Developing an ethical framework for psychedelic clinical care


As government agencies around the globe contemplate approval of the first psychedelic medicines, many questions remain about their ethical integration into mainstream medical practice.

Andrew Peterson, assistant professor in George Mason University's Department of Philosophy and Institute for Philosophy and Public Policy, along with a team of bioethicists, clinicians, researchers, Indigenous groups, industry, philanthropy, veterans, retreat facilitators and training program leaders, worked to identify key ethics and policy issues related to the integration of psychedelic therapies into clinical practice and areas for further research and deliberation. 

The team recently published a paper in JAMA Network Open, after a two-day workshop held at the Banbury Center of Cold Spring Harbor Laboratory.

“Psychedelics are often thought of as garden variety recreational drugs, but they have real therapeutic potential for psychiatry. With this potential comes a need for ethical evaluation,” Peterson said. “We provide the first ethical framework to help researchers and lawmakers move forward in this new era of medicine.”

Andrew Peterson stands at the front of a classroom reviewing ethical and policy issues that are written on the chalkboard
Andrew Peterson presents at the June 2023 Banbury Center workshop. Photo provided

The authors note that many of the traditional frameworks of bioethics and drug policy may be out of date, and that policy makers must take seriously the challenges ahead, while not losing sight of the rich cultural histories and traditions from which contemporary medical uses of psychedelics have emerged.

In the paper, the team focuses on bioethics and regulatory issues in the United States, which may be generalized globally.

They also identify 20 points of consensus across five topics (reparations and reciprocity, equity, and respect; informed consent; professional boundaries and physical touch; personal experience; and gatekeeping).

“There will be novel ethical challenges that accompany the approved medical use of psychedelics, and we must understand the issues at hand, anticipate obstacles and work to surmount them quickly and efficiently so clinicians can focus on utilizing approved psychedelics to provide evidence-based care to patients,” said corresponding author Amy McGuire, Leon Jaworski Professor of Biomedical Ethics and director of the Center for Medical Ethics and Health Policy at Baylor University. “We hope this paper will inspire greater collaboration and action now so that when psychedelics are soon approved there is ethical and safe uptake.”

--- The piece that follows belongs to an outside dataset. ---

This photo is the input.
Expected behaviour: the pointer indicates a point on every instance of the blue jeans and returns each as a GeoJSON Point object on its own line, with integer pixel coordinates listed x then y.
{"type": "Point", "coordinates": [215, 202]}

The workshop held at the Banbury Center of Cold Spring Harbor Laboratory was funded by the Project on Psychedelics Law and Regulation (POPLAR) at the Petrie-Flom Center for Health Law Policy, Biotechnology, and Bioethics at Harvard Law School, which is supported by the Saisei Foundation, Tim Ferriss and Matt Mullenweg, Baylor College of Medicine through the Ortus Foundation, and the Cold Spring Harbor Laboratory Corporate Sponsor Program. The meeting was organized by researchers from the Center for Medical Ethics and Health Policy at Baylor University, Petrie-Flom Center at Harvard Law School, and the University of Pennsylvania Perelman School of Medicine.